Personally, I find it annoying, because the luck of the draw plays into the results a little too much. In other words, I never seem to win (see previous paragraph about being a bad loser).
So this past weekend we tried euchre, which was the dominant card game when Inger and I grew up in southern Wisconsin. I spent what seems to have been hundreds of family gatherings watching the grown-ups play euchre and I can still remember what a big deal it was the first time I was invited to play.
We played euchre between classes in high school, played it in our dorm rooms at college and to this day still sit in on a game if we’re visiting friends back in Wisconsin. It does not seem to be as big here in western Minnesota, but many people have at least heard of it.
At any rate, we taught the kids to play, which was a chore because the game has some rules that are, really, rather ridiculously counter-intuitive. Jacks, for instance, can change suits depending on what suit is trump. Takes a while to catch on.
The first game took nearly an hour, due to all the explanations and moments of “Oh, yeah, there’s another rule that I forgot to tell you about.”
It got a lot quicker after that, and while three games does not make a young person competitive with adults who have played thousands, we at least got to the point where everyone was having fun.
Or, perhaps, more than fun. Both my high school-aged kids loved it.
“I’m going to have to carry a deck of cards around with me,” one of them said.

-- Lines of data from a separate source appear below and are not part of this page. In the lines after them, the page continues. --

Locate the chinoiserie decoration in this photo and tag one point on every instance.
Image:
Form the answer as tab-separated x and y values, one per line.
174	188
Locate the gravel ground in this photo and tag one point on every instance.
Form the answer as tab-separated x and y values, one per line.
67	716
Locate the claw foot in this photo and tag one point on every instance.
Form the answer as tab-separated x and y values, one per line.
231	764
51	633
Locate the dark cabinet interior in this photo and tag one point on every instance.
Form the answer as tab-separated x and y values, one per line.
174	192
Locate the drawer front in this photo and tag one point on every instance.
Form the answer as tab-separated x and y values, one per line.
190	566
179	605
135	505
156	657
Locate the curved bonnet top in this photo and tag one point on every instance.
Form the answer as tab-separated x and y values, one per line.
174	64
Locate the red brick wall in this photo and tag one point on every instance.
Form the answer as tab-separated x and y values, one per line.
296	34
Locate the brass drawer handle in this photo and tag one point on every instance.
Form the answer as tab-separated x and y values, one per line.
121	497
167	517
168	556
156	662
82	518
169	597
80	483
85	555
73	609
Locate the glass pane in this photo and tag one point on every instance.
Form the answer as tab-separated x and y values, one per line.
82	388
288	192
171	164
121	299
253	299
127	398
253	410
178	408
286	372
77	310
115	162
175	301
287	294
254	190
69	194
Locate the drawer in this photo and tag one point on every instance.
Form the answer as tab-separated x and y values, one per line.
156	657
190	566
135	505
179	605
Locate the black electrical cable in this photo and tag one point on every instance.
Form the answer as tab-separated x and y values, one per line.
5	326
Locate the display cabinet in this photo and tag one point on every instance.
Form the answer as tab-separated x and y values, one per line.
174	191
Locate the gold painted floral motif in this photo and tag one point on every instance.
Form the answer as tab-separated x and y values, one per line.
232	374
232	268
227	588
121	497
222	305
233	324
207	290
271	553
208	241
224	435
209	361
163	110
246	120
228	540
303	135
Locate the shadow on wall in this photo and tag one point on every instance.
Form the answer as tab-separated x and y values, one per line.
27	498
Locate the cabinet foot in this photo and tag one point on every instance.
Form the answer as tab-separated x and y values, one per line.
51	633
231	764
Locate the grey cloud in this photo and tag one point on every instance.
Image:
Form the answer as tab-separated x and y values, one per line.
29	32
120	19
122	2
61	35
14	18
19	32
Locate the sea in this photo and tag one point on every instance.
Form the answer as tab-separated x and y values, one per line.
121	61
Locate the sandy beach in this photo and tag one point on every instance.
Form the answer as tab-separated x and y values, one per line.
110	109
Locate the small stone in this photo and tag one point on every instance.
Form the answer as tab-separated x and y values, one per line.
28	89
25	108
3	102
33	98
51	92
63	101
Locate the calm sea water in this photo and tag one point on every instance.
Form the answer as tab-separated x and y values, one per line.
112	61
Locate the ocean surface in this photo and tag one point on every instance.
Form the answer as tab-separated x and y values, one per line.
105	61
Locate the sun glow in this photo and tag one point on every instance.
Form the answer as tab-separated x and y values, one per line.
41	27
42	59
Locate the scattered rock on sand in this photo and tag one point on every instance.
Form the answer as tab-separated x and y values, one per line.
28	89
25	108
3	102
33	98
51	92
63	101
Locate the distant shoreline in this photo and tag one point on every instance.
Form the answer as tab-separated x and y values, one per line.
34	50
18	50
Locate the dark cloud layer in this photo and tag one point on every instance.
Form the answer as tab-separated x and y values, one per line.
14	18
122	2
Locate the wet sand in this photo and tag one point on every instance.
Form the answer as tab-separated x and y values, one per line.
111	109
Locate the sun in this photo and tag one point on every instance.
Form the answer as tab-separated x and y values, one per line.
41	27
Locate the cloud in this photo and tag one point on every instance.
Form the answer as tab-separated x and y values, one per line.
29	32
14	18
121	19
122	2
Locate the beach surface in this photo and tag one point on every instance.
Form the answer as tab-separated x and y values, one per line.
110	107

Still, it made me wonder about the fate of card games. The recent, television-inspired craze for Texas hold ‘em poker not withstanding, I wonder whether kids today get much chance to play cards. Seems like television, video games and computer simulations take up so much time that the basic, sit-down-and-play card games may become a thing of the past.
If so, it’s a real shame, because games like euchre, divided into a series of hands and games, provide as much time for socializing as they do card playing.
There’s none of the isolation, staring at a computer or television screen. In fact, observing others and making small-talk are even part of the game.
There is no doubt that our society is becoming more and more isolated. Many — maybe most — people relate far more to the characters on “24” or “CSI” than they do their neighbors, and they certainly see more of their television “acquaintances.”
To mourn change is to reject reality. But, sometimes, it seems like the old stuff might have actually been better.